Correctness Verification of Neural Networks Approximating Differential Equations
Petros Ellinas, Rahul Nellikath, Ignasi Ventura, Jochen Stiasny, Spyros Chatzivasileiadis
TL;DR
This work tackles the problem of providing correctness guarantees for neural networks that approximate PDE solutions, addressing the challenge of unknown output domains and non-differentiable activations. It combines a finite-difference representation of NN derivatives with bound propagation (CROWN) and a Branch-and-Bound framework enhanced by Gradient Attack-based termination to achieve complete correctness verification. The approach yields rigorous bounds on PDE residuals and initial-value problem error propagation, enabling (i) IVP error bounding and (ii) evaluation of PINN-based PDE solvers against classical benchmarks such as Burgers and Schrödinger equations. The results demonstrate improved convergence over existing tools in IVP settings while highlighting limitations due to activation choices and domain complexity, pointing to future work on monotonicity-based pruning and tighter bounds. Overall, the framework advances trustworthy deployment of PINNs in safety-critical simulations by providing verifiable guarantees on approximation quality.
Abstract
Verification of Neural Networks (NNs) that approximate the solution of Partial Differential Equations (PDEs) is a major milestone towards enhancing their trustworthiness and accelerating their deployment, especially for safety-critical systems. If successful, such NNs can become integral parts of simulation software tools which can accelerate the simulation of complex dynamic systems more than 100 times.
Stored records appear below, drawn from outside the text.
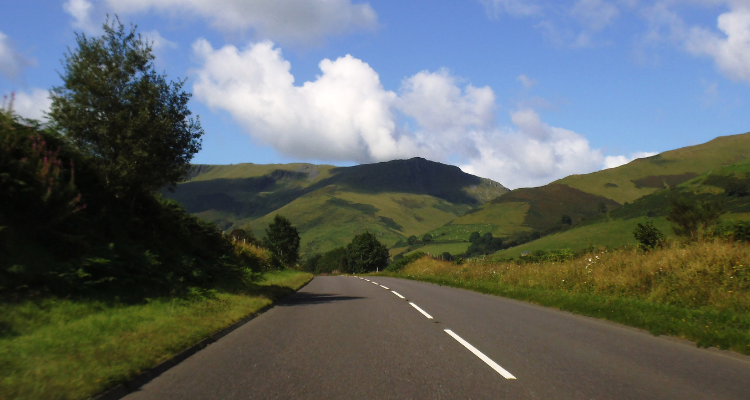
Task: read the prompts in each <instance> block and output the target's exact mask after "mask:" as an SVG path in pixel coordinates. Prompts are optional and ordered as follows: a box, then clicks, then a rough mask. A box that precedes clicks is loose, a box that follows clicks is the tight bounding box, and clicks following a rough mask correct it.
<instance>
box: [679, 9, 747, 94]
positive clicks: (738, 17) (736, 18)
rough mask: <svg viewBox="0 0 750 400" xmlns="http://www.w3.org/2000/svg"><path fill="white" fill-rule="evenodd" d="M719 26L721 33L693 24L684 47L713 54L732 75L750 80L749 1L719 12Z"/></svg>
mask: <svg viewBox="0 0 750 400" xmlns="http://www.w3.org/2000/svg"><path fill="white" fill-rule="evenodd" d="M717 26H718V29H719V31H720V32H721V33H718V32H715V31H712V30H709V29H706V28H703V27H692V28H691V29H690V31H689V33H688V34H687V37H686V39H685V48H686V49H687V50H688V51H689V52H691V53H693V54H696V55H705V56H709V57H712V58H713V59H714V62H715V63H716V66H717V67H718V68H719V70H720V71H721V72H723V73H724V74H725V75H726V76H727V77H729V78H730V79H733V80H737V81H740V80H742V81H745V82H748V83H750V3H743V4H742V5H738V6H734V7H732V10H731V11H729V12H726V13H723V14H721V15H719V18H718V23H717Z"/></svg>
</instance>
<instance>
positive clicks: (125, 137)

However, the verification of these functions poses major challenges; it is not straightforward how to efficiently bound them or how to represent the derivative of the NN. This work addresses both these problems. First, we define the NN derivative as a finite difference approximation. Then, we formulate the PDE residual bounding problem alongside the Initial Value Problem's error propagation. Finally, for the first time, we tackle the problem of bounding an NN function without a priori knowledge of the output domain. For this, we build a parallel branching algorithm that combines the incomplete CROWN solver and Gradient Attack for termination and domain rejection conditions. We demonstrate the strengths and weaknesses of the proposed framework, and we suggest further work to enhance its efficiency.